Saturday 23 March 2013

Modern Times

When we were children there was a TV show on Saturday nights which showed clips from silent movies. Usually the extracts just showed one comic sequence from a longer film. Last night we went to see the whole of Modern Times, a Charlie Chaplin film, which was an hour and a half long, the longest silent film (apart from The Artist) I have ever seen. The sound track was played live by the London Philharmonic Orchestra.

The film was an anachronism - made in 1936 when other directors had long abandoned silence and mime - but Chaplin believed his Tramp character just wouldn't work with dialogue. It also tells a tale of American life during the Depression era - unemployment and strikes, hunger and theiving, abandoned children.

It was Chaplin's story. His early life, his London childhood, was terrible, as bad as it could possibly be, with a father who abandoned his mother, his parents having at first made an uncertain living on the stage, the mother becoming unemployable and the children having to go into  the workhouse, and the mother eventually sinking into madness. The father became an alcoholic.
 Charlie was nearly always on his own; he was a street child like the character Goddard plays in Modern Times. He joined a troupe of boy dancers who went around the music halls doing clog dancing. So he survived, and then worked up a comedy act of his own.

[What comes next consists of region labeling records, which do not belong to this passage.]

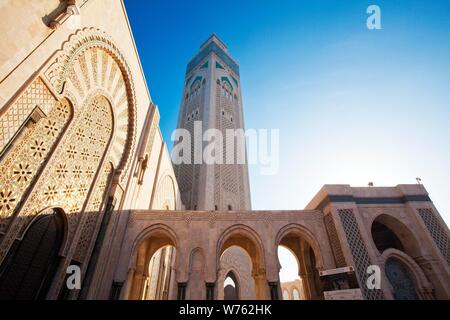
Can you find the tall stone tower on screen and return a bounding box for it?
[175,34,251,210]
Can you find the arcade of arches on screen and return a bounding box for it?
[0,0,450,300]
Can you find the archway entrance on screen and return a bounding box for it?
[129,230,176,300]
[216,226,269,300]
[223,271,239,300]
[385,258,419,300]
[0,209,64,300]
[278,246,304,300]
[217,246,256,300]
[371,214,436,300]
[277,226,323,300]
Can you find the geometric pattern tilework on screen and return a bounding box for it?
[0,78,56,150]
[74,162,113,263]
[175,80,205,209]
[418,208,450,265]
[151,175,177,210]
[324,214,346,268]
[339,209,384,300]
[0,96,113,259]
[0,86,72,232]
[216,81,239,210]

He was clearly a talented dancer! The way he moves during the sequence where he goes mad with spanners in his hands is beautiful - it tells of a sensitive nature being wounded by brainless, repetitive work, which is exactly what he wants to say.

Then there is an amazing sequence of blindfolded roller-skating, too, graceful and thrilling.

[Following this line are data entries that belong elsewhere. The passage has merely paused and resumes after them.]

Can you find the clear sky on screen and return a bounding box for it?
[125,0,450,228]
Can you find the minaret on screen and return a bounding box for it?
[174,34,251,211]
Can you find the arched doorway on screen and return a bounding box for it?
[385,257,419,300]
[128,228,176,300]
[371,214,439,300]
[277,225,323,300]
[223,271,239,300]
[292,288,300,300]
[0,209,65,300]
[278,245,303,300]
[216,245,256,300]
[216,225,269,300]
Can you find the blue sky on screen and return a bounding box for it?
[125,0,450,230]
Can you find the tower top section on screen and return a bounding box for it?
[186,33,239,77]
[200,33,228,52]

The joy of dancing is an individual joy, and this individuality is what the Tramp cannot surrender. Here he goes into the men's room to have a smoke, but the factory boss spies on him through a huge screen (shades of Big Brother). So a political question is posed through this film - how far must men surrender their individuality to benefit the economic system? Chaplin is clearly not on the side of capitalism. He sees that if it is allowed to rage untramelled, many people will lose their souls or their sanity, and that, judging by the depression, strikes and unemployment, it doesn't do its job of keeping the population fed, and hopeful of leading decent, fulfilling lives.

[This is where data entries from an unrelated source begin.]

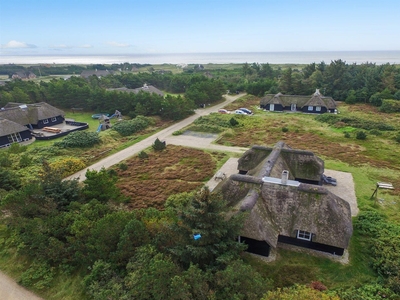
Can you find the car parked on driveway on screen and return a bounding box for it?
[235,109,247,115]
[322,174,337,186]
[239,107,253,115]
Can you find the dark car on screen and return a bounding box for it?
[239,107,253,115]
[322,174,337,186]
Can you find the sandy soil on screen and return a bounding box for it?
[207,158,358,217]
[0,272,43,300]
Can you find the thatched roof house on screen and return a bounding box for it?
[216,142,352,256]
[0,102,65,129]
[107,84,164,97]
[260,89,336,114]
[81,69,114,79]
[0,117,32,148]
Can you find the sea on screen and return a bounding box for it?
[0,51,400,65]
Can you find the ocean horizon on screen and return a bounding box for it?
[0,51,400,65]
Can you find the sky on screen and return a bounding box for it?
[0,0,400,55]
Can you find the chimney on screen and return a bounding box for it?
[281,170,289,185]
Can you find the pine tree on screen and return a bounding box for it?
[170,188,245,270]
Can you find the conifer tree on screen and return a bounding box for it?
[170,188,246,270]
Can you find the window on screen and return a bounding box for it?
[7,132,22,144]
[297,230,312,241]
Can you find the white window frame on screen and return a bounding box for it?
[7,132,22,143]
[297,230,312,241]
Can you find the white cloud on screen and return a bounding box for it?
[49,44,72,49]
[1,40,37,49]
[106,41,131,48]
[78,44,93,48]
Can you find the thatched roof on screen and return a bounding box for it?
[0,118,28,136]
[238,142,324,182]
[260,89,336,109]
[81,70,114,78]
[108,84,164,96]
[215,142,352,249]
[0,102,65,125]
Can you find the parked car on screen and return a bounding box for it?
[322,174,337,186]
[239,107,253,115]
[92,113,110,119]
[235,109,247,115]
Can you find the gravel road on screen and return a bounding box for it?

There is a scene where the Tramp character inadvertently ingests a large amount of cocaine, in which his expressions of surprise are hilarious - this leads to his decisively defeating a group of jailbreakers single-handedly. Apparently Chaplin worked out the comedy sequences on set with the cameras rolling, and they took days and days.

In early films the Tramp's character was brutal and mean, but by this time Chaplin had developed the character into a sweet-natured and hapless clown. However, he does cause other people to have accidents - I'm thinking of the waiters and the In/Out doors, and the mechanic trapped in the machine.

Here you can see Chaplin going through the machine.

He also wrote a soundtrack to the film. The music we had last night must have incorporated the themes he wrote - "Smile" being one of them. I kept expecting him to sing - but when he does sing it's a gibberish comedy number. Chaplin wrote "Smile" - a classic song of about covering up your sadness and hardship - and that's what he says to Goddard just before the last shot.


Fascinating that he was one of the richest and most successful men in the world, but was making films that harked back to the terrible times of his boyhood.

I would like to see ALL of the Chaplin features. He was a wounded man and an artist.